Un relevé d’information vierge de sinistres constitue un atout majeur lors des négociations tarifaires. Les assurés peuvent s’appuyer sur cet historique pour obtenir des tarifs préférentiels ou des garanties étendues. Certains assureurs proposent des réductions spécifiques aux conducteurs présentant un historique exemplaire sur plusieurs années consécutives.

La présentation simultanée de plusieurs relevés d’information, notamment en cas d’assurance de plusieurs véhicules, peut déclencher des remises commerciales substantielles. Les assureurs valorisent la fidélité et la multi-détention, particulièrement lorsque l’historique global présente une sinistralité maîtrisée.

Les assurés ayant subi des sinistres peuvent utiliser le relevé d’information pour contextualiser leur situation. La nature des sinistres (responsabilité partielle, vol, bris de glace) influence différemment l’évaluation du risque. Une argumentation structurée basée sur les circonstances particulières peut conduire à des conditions d’assurance plus favorables que ne le laisserait supposer la seule lecture du coefficient bonus-malus.

Recours et solutions en cas de difficultés d’obtention

Lorsque l’assureur ne respecte pas le délai légal de transmission, l’assuré dispose de plusieurs voies de recours graduées. La première étape consiste à relancer l’assureur par lettre recommandée, en rappelant les obligations légales et en fixant un nouveau délai raisonnable. Cette démarche permet souvent de débloquer des situations liées à des dysfonctionnements internes.

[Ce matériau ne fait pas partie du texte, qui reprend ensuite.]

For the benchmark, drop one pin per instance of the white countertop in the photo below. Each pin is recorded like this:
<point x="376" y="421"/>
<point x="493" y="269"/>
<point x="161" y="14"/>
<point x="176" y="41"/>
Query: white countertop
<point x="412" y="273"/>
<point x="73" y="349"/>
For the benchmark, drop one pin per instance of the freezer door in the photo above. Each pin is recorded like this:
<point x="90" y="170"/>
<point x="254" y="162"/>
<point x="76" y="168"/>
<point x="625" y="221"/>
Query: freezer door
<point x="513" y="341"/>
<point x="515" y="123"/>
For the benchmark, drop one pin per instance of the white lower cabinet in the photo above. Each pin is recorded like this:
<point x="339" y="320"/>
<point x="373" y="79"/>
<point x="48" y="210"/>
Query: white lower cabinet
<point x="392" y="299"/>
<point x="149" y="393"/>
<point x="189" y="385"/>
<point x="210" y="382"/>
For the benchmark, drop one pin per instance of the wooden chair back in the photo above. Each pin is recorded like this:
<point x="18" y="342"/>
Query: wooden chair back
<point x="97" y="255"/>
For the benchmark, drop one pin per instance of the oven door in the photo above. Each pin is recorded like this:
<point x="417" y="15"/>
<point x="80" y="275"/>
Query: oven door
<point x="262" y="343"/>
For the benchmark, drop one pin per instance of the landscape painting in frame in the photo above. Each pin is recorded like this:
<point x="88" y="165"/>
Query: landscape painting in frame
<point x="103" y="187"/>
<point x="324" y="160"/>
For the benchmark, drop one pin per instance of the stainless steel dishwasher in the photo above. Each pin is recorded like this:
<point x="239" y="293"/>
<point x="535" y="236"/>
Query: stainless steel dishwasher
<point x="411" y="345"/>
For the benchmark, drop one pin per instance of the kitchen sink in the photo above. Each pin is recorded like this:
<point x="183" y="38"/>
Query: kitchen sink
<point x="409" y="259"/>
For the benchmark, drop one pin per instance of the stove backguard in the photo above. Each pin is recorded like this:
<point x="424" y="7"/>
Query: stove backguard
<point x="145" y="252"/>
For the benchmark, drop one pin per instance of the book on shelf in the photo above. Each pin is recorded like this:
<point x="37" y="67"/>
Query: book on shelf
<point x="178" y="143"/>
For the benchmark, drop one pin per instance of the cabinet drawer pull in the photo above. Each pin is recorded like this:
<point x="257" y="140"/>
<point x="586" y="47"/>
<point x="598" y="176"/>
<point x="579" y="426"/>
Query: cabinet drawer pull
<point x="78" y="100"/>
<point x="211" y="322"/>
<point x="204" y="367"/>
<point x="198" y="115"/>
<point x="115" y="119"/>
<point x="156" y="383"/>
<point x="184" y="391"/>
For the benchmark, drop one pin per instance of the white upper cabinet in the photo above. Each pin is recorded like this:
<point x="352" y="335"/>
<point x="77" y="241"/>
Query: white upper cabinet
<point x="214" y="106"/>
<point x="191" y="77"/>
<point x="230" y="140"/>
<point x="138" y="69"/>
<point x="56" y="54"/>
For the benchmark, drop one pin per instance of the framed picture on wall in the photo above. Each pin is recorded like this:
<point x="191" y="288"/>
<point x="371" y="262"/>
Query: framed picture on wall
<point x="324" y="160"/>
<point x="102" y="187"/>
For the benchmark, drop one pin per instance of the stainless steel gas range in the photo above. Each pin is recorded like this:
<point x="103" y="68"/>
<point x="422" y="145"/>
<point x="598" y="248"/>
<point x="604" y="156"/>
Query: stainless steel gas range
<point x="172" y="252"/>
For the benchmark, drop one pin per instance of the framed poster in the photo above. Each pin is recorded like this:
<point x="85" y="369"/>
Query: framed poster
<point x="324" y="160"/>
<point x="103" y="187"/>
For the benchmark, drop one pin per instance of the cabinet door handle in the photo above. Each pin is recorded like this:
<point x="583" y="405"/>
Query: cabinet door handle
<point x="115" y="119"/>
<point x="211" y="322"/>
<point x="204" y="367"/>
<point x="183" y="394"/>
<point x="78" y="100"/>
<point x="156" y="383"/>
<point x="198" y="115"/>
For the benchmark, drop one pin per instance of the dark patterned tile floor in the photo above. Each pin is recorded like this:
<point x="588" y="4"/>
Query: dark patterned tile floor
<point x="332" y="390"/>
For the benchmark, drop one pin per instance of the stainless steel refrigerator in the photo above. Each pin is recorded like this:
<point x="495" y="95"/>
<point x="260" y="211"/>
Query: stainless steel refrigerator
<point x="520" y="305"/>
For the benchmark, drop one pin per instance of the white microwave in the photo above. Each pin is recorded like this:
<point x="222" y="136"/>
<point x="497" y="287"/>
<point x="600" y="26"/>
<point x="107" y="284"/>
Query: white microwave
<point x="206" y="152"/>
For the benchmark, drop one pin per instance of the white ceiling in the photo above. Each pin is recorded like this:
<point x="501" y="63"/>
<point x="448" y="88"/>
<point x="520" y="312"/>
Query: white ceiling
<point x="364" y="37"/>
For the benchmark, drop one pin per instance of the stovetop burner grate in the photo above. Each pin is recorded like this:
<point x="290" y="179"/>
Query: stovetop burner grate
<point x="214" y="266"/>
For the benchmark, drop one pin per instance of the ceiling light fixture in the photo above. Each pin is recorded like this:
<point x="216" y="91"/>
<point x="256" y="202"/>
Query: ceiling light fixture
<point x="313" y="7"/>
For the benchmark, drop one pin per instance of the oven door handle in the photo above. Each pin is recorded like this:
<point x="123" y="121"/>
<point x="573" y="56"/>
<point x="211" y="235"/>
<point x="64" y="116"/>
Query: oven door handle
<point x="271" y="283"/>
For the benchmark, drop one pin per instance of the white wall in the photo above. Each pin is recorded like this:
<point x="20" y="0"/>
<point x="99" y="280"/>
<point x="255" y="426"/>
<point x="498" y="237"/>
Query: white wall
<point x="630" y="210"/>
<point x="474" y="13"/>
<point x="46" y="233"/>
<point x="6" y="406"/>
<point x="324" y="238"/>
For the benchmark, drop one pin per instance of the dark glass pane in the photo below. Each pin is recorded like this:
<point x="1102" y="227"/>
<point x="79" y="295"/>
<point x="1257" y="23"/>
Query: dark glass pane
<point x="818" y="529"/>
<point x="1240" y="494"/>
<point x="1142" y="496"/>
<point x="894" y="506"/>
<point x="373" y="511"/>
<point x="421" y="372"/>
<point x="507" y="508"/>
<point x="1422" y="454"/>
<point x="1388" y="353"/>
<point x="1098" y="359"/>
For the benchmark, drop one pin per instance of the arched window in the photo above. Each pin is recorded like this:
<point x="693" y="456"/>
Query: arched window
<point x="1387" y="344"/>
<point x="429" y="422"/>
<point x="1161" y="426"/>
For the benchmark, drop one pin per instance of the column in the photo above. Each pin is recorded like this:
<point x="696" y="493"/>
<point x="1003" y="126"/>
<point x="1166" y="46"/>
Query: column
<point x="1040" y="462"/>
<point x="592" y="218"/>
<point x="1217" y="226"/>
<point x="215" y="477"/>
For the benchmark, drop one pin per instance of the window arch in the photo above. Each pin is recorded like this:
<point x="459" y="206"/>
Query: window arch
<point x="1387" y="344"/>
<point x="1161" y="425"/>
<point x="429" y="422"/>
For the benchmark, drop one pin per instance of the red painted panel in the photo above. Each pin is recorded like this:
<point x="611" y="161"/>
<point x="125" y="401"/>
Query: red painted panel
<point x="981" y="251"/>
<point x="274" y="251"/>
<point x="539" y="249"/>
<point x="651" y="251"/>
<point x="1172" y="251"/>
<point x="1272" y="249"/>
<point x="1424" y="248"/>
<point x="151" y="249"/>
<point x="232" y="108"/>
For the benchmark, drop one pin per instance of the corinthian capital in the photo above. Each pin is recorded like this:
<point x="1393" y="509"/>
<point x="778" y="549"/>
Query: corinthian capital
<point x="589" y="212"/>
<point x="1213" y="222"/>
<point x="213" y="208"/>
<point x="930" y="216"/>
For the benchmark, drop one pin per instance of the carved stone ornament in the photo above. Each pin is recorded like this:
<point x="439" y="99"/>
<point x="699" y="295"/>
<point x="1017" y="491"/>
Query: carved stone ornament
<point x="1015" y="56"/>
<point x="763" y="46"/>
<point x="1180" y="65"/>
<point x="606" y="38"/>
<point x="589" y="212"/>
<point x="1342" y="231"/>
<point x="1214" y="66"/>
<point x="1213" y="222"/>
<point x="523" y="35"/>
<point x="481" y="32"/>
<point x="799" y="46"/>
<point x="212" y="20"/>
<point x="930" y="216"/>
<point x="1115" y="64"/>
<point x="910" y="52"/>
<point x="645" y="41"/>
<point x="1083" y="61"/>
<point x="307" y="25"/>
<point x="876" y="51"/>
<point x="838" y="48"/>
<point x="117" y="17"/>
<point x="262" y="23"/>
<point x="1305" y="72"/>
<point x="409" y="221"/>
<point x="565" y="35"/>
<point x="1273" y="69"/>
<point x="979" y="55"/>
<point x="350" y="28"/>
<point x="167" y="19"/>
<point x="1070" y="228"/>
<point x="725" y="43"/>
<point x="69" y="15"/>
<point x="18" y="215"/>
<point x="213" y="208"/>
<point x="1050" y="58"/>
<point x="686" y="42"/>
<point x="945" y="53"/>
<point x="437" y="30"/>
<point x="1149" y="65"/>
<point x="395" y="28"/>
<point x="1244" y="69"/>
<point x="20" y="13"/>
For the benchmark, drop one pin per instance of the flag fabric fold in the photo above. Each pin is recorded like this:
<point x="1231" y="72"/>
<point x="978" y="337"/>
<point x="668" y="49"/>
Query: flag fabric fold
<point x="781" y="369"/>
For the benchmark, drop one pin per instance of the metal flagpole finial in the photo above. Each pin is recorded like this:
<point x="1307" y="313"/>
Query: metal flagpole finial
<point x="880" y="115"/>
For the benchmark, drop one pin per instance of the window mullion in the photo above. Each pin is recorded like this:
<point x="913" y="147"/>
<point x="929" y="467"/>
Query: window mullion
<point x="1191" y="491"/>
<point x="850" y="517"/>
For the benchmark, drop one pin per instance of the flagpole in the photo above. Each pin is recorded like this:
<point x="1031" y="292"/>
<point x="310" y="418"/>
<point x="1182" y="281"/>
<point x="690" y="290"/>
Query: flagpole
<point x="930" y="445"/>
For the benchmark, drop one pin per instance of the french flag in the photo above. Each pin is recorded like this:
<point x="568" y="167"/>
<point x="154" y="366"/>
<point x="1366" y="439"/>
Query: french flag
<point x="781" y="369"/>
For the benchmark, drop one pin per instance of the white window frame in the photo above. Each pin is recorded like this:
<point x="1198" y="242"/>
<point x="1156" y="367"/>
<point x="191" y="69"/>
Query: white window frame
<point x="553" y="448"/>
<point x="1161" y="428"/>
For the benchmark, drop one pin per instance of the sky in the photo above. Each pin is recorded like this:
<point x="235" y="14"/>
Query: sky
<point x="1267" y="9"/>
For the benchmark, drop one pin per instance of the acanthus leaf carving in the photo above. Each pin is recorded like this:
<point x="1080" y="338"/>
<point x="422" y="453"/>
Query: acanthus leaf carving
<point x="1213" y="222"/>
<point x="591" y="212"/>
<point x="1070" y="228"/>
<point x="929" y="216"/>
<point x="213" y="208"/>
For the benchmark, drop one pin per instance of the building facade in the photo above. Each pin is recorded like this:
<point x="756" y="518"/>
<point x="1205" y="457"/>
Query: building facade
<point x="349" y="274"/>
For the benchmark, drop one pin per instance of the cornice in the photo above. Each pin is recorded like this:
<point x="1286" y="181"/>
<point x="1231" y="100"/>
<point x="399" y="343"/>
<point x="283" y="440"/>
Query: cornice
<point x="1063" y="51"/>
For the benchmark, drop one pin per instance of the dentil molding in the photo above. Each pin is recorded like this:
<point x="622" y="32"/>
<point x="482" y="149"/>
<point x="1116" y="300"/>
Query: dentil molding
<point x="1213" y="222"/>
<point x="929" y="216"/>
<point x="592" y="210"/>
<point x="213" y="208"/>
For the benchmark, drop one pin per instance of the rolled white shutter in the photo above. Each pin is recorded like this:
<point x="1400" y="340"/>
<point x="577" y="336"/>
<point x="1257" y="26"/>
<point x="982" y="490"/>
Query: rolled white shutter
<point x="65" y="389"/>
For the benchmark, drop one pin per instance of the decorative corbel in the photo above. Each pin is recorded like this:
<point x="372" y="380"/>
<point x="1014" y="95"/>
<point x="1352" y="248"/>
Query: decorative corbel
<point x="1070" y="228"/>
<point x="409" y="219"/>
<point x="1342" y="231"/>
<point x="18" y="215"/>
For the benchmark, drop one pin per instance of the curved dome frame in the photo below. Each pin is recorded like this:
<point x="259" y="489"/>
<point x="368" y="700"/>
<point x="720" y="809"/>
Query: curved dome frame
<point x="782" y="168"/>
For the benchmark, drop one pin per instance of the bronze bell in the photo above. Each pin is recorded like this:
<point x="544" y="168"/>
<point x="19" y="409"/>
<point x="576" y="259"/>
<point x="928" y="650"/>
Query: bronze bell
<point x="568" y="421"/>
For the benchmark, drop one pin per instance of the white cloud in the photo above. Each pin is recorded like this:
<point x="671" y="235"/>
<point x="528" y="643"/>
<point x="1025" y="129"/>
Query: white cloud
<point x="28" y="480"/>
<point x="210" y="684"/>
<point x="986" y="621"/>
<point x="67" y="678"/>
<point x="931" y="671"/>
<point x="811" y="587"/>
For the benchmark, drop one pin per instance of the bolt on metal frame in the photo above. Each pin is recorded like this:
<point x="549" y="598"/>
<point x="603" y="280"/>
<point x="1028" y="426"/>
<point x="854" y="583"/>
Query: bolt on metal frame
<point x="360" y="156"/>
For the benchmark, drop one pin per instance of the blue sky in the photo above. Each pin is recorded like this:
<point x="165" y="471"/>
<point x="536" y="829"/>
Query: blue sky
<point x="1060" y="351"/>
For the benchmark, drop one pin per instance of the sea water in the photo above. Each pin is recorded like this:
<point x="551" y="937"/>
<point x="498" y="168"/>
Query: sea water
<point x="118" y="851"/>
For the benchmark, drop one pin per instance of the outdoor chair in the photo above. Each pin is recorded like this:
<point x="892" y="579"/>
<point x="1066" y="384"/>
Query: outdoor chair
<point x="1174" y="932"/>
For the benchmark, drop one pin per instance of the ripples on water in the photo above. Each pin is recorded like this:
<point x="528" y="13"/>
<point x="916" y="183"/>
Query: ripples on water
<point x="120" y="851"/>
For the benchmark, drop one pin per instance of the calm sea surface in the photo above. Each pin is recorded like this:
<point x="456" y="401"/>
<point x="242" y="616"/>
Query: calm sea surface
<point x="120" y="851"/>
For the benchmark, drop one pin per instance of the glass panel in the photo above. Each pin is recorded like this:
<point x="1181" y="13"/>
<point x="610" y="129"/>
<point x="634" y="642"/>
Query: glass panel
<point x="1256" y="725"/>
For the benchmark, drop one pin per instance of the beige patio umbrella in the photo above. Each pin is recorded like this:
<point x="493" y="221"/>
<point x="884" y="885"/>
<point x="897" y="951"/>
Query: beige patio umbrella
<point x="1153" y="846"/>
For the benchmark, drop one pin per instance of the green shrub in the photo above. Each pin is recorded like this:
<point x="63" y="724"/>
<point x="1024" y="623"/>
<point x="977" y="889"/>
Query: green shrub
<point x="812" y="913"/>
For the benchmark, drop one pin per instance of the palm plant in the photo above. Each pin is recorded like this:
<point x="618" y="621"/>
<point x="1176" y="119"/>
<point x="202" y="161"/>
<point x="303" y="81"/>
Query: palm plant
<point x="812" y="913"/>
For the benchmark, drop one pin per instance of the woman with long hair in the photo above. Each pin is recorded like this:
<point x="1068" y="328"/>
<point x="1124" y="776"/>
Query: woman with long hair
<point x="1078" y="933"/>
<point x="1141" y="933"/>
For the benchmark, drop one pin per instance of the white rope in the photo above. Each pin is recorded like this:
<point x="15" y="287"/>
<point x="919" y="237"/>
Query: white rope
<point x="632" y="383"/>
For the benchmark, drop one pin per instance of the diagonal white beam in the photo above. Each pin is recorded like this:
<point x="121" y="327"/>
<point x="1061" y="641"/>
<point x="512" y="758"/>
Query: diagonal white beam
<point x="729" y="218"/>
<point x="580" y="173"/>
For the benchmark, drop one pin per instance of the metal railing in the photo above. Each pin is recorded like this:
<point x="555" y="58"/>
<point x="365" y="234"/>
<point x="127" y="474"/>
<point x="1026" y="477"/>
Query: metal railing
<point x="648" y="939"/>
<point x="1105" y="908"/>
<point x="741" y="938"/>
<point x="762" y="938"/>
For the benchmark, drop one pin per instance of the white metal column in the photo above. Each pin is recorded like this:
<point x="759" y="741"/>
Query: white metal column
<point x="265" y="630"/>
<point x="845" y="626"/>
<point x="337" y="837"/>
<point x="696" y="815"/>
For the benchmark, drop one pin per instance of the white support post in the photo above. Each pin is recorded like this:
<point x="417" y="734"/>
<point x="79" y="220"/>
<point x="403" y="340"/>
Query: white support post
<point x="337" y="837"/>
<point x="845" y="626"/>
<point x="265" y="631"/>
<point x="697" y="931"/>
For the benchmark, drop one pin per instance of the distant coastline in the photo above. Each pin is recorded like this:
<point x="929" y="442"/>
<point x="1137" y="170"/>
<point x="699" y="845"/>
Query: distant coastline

Le recours au service réclamation de l’assureur constitue une étape intermédiaire obligatoire avant toute saisine externe. Ces services, tenus de répondre dans des délais définis, disposent généralement de moyens renforcés pour traiter les demandes urgentes. La conservation de tous les échanges écrits facilite l’éventuelle escalade du dossier.

La saisine du Médiateur de l’Assurance représente un recours gratuit et efficace en cas d’échec des démarches amiables. Cette instance examine les dossiers dans un délai de 90 jours maximum et propose des solutions contraignantes pour l’assureur adhérent. Les recommandations du médiateur bénéficient d’un taux de suivi élevé de la part des compagnies d’assurance.

En dernier recours, l’intervention de la DGCCRF peut s’avérer nécessaire, particulièrement si les difficultés révèlent des pratiques systémiques de la part de l’assureur. Cette administration dispose de pouvoirs d’enquête et de sanction qui incitent les professionnels au respect de leurs obligations légales. Les signalements peuvent être effectués via la plateforme SignalConso, facilitant le traitement des réclamations consommateurs.